Farquhar’s mode of appropriation produces a deliberate kind of confusion – rebellious, but with a playful edge – by carefully mismatching and caricaturing different materials and processes. While the works’ aesthetic seems incidental, it’s clear that Farquhar has gone to great and specific lengths to achieve an exact result. UV direct-printing allows for the printing of digital imagery straight onto plywood and other surfaces, such as the corrugated steel used in Abstract Painting (Potato), which takes its cue from Christopher Wool’s signature spray paintings. The pixelation resulting from excessive enlargement, again, seems careless but is delicately executed. UV direct-printing allows for enough clearance for these industrial materials to be fed through the printer bed. Consequently, the peaks of the corrugated metal’s undulations are sprayed perfectly, while the troughs – too distant from the print head – become distorted as the printer sprays ink too wide. So, counter-intuitively, the distortion renders Wool’s spray paint most accurately, while the correct printing is hugely pixilated, the printer’s technological imperfections ironing out the deliberate imperfections of Farquhar’s enlargements. Where Farquhar’s efforts to highlight the appropriation of specific styles (with famous, not marginal, works by both Nolands, and the inclusion of the McCarthy/Koons piece in the press release) may have been lost in the father-daughter relationship, or a critique of blue-chip art, it is driven home in his deconstruction of Wool’s much more low-fi paintings.

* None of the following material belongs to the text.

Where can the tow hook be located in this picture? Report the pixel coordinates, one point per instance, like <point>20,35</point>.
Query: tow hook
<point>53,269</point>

Farquhar is an acute choice for Piper Keys, and his readiness to engage with the gallery was palpable throughout this compact show. Amused by the proximity of the gallerists’ living quarters to their exhibition space, he pulled their tumble dryer from beneath a kitchen counter and made a work of stripes and block colours on its side panel titled Halley’s Prison (Wet to Dry), a reference to Peter Halley’s ongoing prison series.

Farquhar’s works tell a distorted and pixelated story. In this instance, the tale is one of domesticity and family relationships and American art. Photographs of the opening, depicting children in the ‘Cady’ stocks, getting their faces painted, peppered the wall behind the office computer – a sort of pastiche of the white-collar worker’s family photographs. These images not only appropriate this domestication of the workspace (something which the gallerists at Piper Keys have taken as far as possible) and accentuate Farquhar’s already potent engagement with the space, but further continue these notions of parenthood, adding a third generation to an already bi-generational show.